While the performance of the diesel models has stayed relatively constant throughout the Skoda Octavia’s life, the petrol models have seen some performance upgrades as time has gone by. Early models from 2013 left the factory with 217hp but a couple of years later a 227hp model was launched. Both offer strong acceleration, so there's no need to worry if you can't find a suitable 227hp model within budget.
Skoda later released the vRS 245, which is the most powerful Octavia from that generation as it produced 245hp. Compared to other practical yet fast cars, such as the Ford Focus ST and excellent Hyundai i30 N Performance, the Skoda Octavia vRS isn't the fastest car you can get for the money, but it is one of the most practical.
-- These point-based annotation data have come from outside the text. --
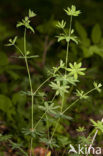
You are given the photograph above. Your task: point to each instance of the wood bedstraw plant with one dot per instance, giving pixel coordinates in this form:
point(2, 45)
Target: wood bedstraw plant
point(64, 77)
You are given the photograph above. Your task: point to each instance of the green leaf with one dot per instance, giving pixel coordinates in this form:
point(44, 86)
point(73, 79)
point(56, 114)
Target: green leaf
point(98, 125)
point(5, 103)
point(31, 14)
point(3, 59)
point(61, 24)
point(81, 30)
point(96, 34)
point(72, 11)
point(97, 86)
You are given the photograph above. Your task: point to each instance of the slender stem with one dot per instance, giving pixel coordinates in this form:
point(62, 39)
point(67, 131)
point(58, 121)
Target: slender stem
point(78, 100)
point(39, 120)
point(42, 84)
point(20, 149)
point(93, 139)
point(66, 60)
point(19, 50)
point(31, 89)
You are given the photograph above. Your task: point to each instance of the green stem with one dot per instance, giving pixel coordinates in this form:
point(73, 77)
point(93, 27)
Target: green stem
point(78, 100)
point(31, 89)
point(20, 149)
point(66, 60)
point(42, 85)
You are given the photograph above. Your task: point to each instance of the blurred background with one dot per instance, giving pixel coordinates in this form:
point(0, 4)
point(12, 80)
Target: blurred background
point(13, 77)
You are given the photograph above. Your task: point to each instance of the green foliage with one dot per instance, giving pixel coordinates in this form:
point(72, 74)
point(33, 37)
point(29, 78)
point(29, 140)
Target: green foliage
point(54, 127)
point(60, 89)
point(75, 69)
point(26, 21)
point(81, 94)
point(97, 125)
point(96, 34)
point(97, 86)
point(72, 11)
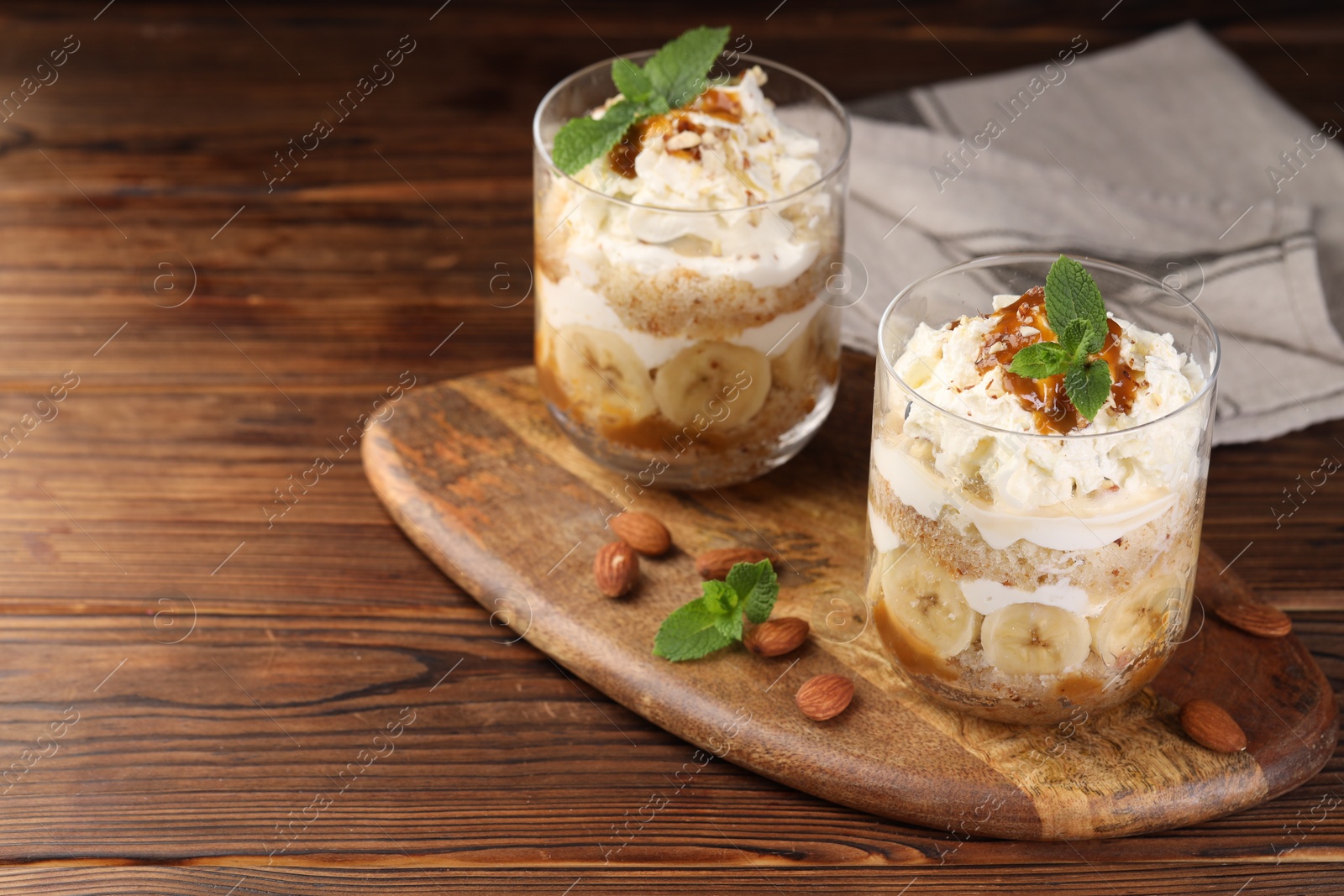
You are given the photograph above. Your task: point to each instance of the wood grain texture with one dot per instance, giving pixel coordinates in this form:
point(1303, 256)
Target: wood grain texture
point(329, 288)
point(479, 476)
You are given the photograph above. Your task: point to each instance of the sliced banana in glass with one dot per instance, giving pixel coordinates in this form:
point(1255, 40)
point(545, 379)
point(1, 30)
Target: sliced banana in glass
point(725, 383)
point(1139, 618)
point(811, 355)
point(1034, 638)
point(927, 602)
point(600, 371)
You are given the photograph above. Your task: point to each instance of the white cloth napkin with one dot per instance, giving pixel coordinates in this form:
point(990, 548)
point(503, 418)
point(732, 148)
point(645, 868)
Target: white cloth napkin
point(1155, 155)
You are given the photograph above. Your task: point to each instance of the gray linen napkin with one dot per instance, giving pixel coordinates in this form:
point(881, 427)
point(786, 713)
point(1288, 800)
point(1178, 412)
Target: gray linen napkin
point(1158, 155)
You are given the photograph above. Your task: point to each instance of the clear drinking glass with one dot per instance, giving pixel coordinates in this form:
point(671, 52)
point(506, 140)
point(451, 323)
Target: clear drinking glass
point(1021, 577)
point(691, 348)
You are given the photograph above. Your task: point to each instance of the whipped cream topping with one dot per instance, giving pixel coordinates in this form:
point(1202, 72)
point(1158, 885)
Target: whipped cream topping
point(698, 181)
point(1030, 472)
point(727, 149)
point(1072, 492)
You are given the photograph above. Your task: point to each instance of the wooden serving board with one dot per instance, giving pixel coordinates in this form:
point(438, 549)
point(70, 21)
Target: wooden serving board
point(484, 483)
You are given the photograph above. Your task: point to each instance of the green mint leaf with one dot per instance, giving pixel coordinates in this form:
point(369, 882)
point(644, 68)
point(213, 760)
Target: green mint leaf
point(1041, 360)
point(631, 81)
point(690, 633)
point(757, 584)
point(719, 597)
point(678, 71)
point(730, 626)
point(1072, 295)
point(582, 140)
point(1075, 338)
point(1088, 387)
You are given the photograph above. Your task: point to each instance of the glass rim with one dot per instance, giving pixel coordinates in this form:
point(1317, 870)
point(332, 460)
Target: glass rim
point(837, 107)
point(991, 261)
The Skoda Octavia vRS 245 can accelerate from 0-62mph in just under seven seconds, which is still speedy enough for most drivers.
Visually, Skoda Octavia vRS models stand out thanks to their large alloy wheels, vRS-specific bumpers and a vRS-specific spoiler on the boot. There are also some particularly attention grabbing paint colours available, although overall the Octavia vRS never looks too in-your-face unlike high-performance hatchbacks such as the Honda Civic Type R.
vRS models also come with sports suspension, sports seats and a performance mode - the latter is designed to help drivers make the most of their car’s power and roadholding. There are both hatchback and estate versions of the Skoda Octavia vRS as well as the option of four-wheel drive on some automatic diesel models. There is a ‘vRS Challenge’ edition, which is best thought of as a standard vRS with lots of optional extras fitted.